The Growth sector includes communications companies such as phone companies and social media. Energy companies (like big oil and gas as well as pipelines and refineries). Industrial companies are generally big machinery, harvesters, trucks for delivery (both local and across countries). The growth sector also includes technology, computers, research, and software. These are, for the most part, companies that put all their profits back into the company to stimulate further growth.
The Cyclical sector includes basic materials, such as building materials, carpeting, paint, and roofing materials. Consumer cyclical would be companies that provide products that people would spend money on in good times like gym memberships, exercise clothing and equipment, specialty food items, and travel & leisure. More examples of the cyclical sector include financial services, banks, investment companies, lending agents, insurance companies. real estate builders, real estate investment trusts (REIT), and shopping centers. These can be new or old companies, and they can be growth or dividend paying companies. Generally, this sector does better when people have more cash to spend as well as the stock does better in a strong economy.
The market will go through periods where sectors will go up or down almost sequentially as good news and bad news hits the market. This is a time when we are seeing sector rotation.
Sectors of the market will often react together to good and bad news and almost always the entire market will react together to shocks in the market.
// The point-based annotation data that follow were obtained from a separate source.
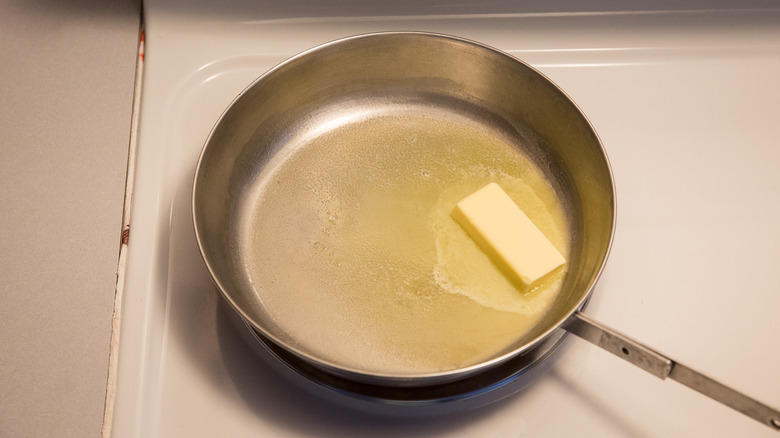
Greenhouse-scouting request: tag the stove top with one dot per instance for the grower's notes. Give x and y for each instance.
(686, 103)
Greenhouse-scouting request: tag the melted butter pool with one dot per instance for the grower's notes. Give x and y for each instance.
(355, 258)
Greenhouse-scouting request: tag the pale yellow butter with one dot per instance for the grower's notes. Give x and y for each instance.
(508, 236)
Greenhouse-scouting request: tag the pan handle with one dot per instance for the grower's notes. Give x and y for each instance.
(661, 366)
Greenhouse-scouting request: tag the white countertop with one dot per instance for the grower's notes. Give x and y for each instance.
(66, 84)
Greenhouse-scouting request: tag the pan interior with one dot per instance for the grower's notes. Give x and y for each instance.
(351, 254)
(322, 198)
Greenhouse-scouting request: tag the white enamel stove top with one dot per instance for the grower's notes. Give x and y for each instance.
(687, 105)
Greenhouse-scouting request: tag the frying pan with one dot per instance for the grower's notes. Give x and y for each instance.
(263, 176)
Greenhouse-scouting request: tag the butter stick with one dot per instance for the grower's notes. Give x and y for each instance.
(508, 237)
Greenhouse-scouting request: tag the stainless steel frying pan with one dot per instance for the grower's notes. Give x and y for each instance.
(321, 104)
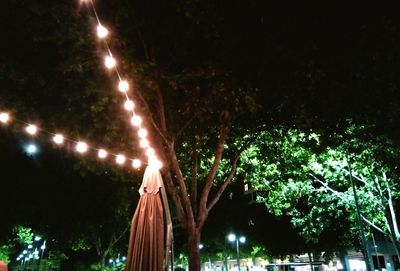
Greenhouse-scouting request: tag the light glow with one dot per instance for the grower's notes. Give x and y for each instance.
(129, 105)
(150, 152)
(142, 133)
(102, 32)
(136, 163)
(120, 159)
(4, 117)
(31, 129)
(144, 143)
(102, 154)
(31, 149)
(81, 147)
(110, 62)
(123, 86)
(136, 120)
(58, 139)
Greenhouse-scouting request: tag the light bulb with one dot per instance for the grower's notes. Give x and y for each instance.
(136, 120)
(144, 143)
(150, 152)
(58, 139)
(153, 161)
(31, 129)
(81, 147)
(129, 105)
(102, 32)
(136, 163)
(142, 133)
(4, 117)
(102, 154)
(110, 62)
(123, 86)
(120, 159)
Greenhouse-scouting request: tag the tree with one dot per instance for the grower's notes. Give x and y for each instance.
(310, 182)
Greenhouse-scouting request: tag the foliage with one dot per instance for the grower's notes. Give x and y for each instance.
(295, 175)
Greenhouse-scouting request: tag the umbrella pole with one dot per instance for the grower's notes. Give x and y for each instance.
(169, 238)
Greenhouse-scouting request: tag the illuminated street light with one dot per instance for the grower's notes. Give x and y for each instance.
(232, 238)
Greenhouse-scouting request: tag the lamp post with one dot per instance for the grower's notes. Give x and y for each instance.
(232, 238)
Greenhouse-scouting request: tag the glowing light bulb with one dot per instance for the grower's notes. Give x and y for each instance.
(129, 105)
(81, 147)
(110, 62)
(31, 149)
(120, 159)
(136, 120)
(102, 32)
(142, 133)
(102, 154)
(4, 117)
(150, 152)
(31, 129)
(58, 139)
(144, 143)
(153, 161)
(123, 86)
(136, 163)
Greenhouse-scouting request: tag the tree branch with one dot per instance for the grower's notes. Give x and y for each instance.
(223, 134)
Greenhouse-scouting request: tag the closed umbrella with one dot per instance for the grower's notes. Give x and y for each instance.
(146, 243)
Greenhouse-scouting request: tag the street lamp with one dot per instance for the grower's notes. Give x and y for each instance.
(232, 238)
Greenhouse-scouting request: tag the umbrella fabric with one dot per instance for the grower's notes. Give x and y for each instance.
(146, 243)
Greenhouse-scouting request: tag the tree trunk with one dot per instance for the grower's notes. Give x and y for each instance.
(194, 251)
If a good shock, we see the strong upward trend and if a bad shock (think Covid 19), we see a strong negative market reaction. When bad news is expected but it is not as bad as estimated, the sector that would be affected, generally will show little or no reaction. However, if the bad news is worse than expected, there would be a negative response. On the good news side, this is not always the case. If an expectation is for a positive report, the market will see that as okay. However, if the estimate misses by the smallest of margins, generally the company (and often the sector), will show a negative effect. If the outcome is strongly to the upside, then the company may increase enough to pull the entire sector up.
We are currently in the middle of the 2nd quarter reporting period, you may want to look at a finance channel and listen to the outcome reports to see the effect on the company stock, the industry, and the sector. Most companies are expecting negative reports so see how a better than expected report move the market, sector, industry, and stock.